The research also confirms my observations.
As the age decreases, the percentage of those optimistic about the future increases.
Who is more optimistic?
While 62 percent of the youth between the ages 18-24 say their life standards will be better after 20 years. This figure decreases to 44 percent in the group above the age of 55.
If young people are optimistic, then why do they not vote for the ruling Justice and Development Party (AKP)?
Why is the percentage of the AKP votes low among “the young people who voted for the first time in their lives” if these young people, who have almost spent all their lives under the AKP, are optimistic about the future?
In my opinion, there is nothing surprising about this. The optimism already originates from here.
Young people are not pleased with the AKP, but they also believe they can deal with it in some way.

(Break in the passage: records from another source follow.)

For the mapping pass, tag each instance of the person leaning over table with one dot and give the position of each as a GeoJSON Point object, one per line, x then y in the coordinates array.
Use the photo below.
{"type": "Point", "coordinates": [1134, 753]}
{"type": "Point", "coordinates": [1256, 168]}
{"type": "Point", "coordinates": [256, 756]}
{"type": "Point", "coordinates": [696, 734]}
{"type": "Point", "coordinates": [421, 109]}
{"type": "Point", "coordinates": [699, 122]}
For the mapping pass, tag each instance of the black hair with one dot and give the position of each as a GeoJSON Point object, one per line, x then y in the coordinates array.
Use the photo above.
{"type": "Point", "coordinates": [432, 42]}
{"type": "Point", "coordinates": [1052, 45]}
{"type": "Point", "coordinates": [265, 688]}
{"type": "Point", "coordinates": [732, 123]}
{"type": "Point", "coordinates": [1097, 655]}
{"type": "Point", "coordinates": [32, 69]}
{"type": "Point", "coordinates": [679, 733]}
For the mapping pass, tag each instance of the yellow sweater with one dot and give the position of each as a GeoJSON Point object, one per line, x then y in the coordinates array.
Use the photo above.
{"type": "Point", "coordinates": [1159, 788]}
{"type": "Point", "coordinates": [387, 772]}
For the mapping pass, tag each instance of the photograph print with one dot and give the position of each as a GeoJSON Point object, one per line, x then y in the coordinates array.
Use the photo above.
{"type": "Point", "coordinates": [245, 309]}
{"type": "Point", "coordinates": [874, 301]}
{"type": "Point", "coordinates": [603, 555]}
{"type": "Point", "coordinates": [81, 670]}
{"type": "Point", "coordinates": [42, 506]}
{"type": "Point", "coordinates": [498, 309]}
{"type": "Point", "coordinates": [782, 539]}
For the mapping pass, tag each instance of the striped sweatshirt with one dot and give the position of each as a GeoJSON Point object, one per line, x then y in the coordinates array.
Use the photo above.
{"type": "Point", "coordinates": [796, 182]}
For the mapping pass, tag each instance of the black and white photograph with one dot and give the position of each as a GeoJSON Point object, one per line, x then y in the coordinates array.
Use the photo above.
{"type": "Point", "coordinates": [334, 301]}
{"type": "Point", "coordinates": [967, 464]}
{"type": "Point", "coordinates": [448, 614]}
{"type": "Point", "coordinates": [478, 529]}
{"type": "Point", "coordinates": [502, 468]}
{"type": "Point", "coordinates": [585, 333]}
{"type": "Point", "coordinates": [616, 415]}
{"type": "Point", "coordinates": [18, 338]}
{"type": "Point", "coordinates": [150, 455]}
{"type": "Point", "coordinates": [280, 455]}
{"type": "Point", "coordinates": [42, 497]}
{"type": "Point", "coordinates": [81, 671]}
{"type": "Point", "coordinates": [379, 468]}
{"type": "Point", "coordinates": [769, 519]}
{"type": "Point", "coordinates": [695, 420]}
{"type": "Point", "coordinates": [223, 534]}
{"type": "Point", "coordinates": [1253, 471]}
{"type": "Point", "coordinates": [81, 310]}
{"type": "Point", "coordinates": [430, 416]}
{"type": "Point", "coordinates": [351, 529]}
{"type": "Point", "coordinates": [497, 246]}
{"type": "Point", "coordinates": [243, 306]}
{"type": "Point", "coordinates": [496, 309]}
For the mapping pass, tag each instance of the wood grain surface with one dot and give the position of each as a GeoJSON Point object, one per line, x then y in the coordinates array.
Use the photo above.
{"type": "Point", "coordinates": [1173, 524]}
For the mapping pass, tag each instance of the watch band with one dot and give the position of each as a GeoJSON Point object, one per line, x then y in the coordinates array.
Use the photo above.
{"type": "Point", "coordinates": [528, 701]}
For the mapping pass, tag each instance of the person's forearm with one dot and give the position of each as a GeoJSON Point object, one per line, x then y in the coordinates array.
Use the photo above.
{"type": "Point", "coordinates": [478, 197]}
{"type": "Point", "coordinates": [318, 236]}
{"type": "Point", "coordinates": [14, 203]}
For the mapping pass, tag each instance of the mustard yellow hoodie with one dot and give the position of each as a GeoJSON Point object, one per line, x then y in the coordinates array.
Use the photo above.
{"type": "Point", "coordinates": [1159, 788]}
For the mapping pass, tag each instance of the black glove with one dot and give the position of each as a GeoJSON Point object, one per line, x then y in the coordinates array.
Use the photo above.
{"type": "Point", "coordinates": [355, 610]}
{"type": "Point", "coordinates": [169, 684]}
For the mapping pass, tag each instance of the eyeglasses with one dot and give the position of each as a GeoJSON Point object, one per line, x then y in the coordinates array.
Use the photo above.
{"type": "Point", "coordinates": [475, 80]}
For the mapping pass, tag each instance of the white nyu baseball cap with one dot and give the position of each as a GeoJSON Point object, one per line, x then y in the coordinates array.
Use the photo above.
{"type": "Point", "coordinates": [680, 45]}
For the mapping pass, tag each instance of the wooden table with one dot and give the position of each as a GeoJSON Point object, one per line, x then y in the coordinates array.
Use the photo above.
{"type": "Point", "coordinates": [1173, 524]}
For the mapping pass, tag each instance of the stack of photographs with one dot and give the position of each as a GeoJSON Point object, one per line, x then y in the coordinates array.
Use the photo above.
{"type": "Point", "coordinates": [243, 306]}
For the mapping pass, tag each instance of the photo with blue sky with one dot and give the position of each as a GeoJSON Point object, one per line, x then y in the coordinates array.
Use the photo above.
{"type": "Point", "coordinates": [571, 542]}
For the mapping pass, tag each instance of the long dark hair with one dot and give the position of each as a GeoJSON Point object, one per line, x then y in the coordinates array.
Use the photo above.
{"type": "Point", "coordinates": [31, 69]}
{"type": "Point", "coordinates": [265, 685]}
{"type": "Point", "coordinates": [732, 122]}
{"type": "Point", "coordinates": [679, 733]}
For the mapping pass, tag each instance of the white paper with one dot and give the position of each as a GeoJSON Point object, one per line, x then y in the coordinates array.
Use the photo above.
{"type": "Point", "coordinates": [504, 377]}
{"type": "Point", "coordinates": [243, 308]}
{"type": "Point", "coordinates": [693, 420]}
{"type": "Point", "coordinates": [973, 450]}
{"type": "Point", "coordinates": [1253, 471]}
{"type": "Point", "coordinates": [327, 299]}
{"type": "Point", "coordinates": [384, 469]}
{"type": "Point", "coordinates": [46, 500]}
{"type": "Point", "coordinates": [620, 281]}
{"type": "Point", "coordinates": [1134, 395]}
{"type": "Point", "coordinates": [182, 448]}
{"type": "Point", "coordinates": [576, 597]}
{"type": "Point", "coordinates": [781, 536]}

In other words, they believe that the AKP has no place in the future of Turkey with its mindset of today.
So, if this is the case, what should the future slogan of a company be?
Vodafone has decided that the most productive investment concerning the future would be “optimism.”
The slogan they found is, “The future is exciting. Ready?” Here, the word “ready” is an invitation. It says “come and join us.”
It looks like a very simple slogan but if you give it some thought, you will see the excitement it creates for all of us.
This is what Turkey needs the most during these days.
We must make this excitement contagious, in other words, “viral.”